When is the EPM audit phase complete?
When you can confidently answer:
– What are the top elevated applications?
– Who relies on unmanaged elevation?
– What user personas exist?
– Who should be your pilot group?
– Are there any risky patterns?
Only then should you move to rule creation.
Will EPM fail if I skip audit mode?
Yes. Not maybe – yes.
If you build rules based on assumptions instead of real data, you will miss critical applications, block users, and end up reintroducing local admin rights just to keep the business running.
Can I speed up EPM audit mode and just run it for a week?
You can, but you’ll regret it.
Short audit periods only capture daily behavior. The real problems come from low-frequency events that show up later as “why is this broken?” tickets after rollout.
Isn’t audit mode just delaying the EPM progress?
No, it is the progress.
Everything after audit mode (rules, rollout, removal of admin rights) depends entirely on the data you collect here. Skipping it doesn’t save time; it just shifts the pain to production.
Can’t I just build EPM rules for the “known apps” and move on?
This is the exact trap most deployments fall into.
You’ll cover the obvious apps and completely miss the long tail that generates most user friction and helpdesk noise.
Should I try to cover 100% of elevation scenarios with EPM rules?
No. That’s not the goal.
Trying to automate everything leads to fragile, over-engineered policies.

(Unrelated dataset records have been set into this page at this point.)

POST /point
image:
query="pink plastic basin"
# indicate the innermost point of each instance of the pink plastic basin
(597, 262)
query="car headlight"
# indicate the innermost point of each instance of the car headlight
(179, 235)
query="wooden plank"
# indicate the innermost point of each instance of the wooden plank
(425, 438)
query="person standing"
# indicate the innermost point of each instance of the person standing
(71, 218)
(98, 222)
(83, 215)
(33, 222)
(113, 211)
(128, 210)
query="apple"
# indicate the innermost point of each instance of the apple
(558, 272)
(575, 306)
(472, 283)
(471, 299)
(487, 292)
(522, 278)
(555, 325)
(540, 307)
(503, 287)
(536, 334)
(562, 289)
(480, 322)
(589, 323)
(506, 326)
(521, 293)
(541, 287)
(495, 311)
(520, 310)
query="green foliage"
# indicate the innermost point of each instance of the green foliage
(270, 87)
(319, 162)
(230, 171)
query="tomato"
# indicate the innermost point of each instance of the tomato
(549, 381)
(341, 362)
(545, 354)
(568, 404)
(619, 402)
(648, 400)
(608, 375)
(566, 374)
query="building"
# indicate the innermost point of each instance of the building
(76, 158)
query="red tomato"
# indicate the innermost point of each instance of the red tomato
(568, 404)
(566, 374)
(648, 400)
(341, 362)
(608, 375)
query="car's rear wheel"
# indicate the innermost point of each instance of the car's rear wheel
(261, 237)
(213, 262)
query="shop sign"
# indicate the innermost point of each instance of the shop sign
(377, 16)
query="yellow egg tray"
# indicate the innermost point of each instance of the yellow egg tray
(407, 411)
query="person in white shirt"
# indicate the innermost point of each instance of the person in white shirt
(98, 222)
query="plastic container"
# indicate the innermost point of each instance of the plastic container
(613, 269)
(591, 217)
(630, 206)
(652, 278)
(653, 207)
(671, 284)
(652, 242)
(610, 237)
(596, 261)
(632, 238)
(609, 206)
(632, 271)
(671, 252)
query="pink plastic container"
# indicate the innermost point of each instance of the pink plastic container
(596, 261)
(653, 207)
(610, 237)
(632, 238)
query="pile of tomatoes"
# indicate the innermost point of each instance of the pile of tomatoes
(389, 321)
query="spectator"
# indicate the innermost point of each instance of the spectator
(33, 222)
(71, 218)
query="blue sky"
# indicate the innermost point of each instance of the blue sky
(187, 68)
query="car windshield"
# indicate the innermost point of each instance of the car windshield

Use rules for predictable patterns and support-approved elevation for the rest.
Is high elevation volume a sign that I need more EPM rules?
Not necessarily.
It can also mean:
– Users are overusing admin rights
– Apps are misconfigured
– Permissions are wrong
Sometimes the right fix is not to allow elevation at all.
Can I trust all elevation data equally?
Absolutely not.
If an app is:
– Running from %APPDATA% or %TEMP%
– Unsigned
– Seen only once
You should question it before you ever consider building a rule for it.
What’s the biggest mistake you can make during EPM audit mode?
Interfering too early.
The moment you start tweaking policies, adding rules, or “cleaning things up” during an audit, you’re no longer observing reality. You’re biasing your own data.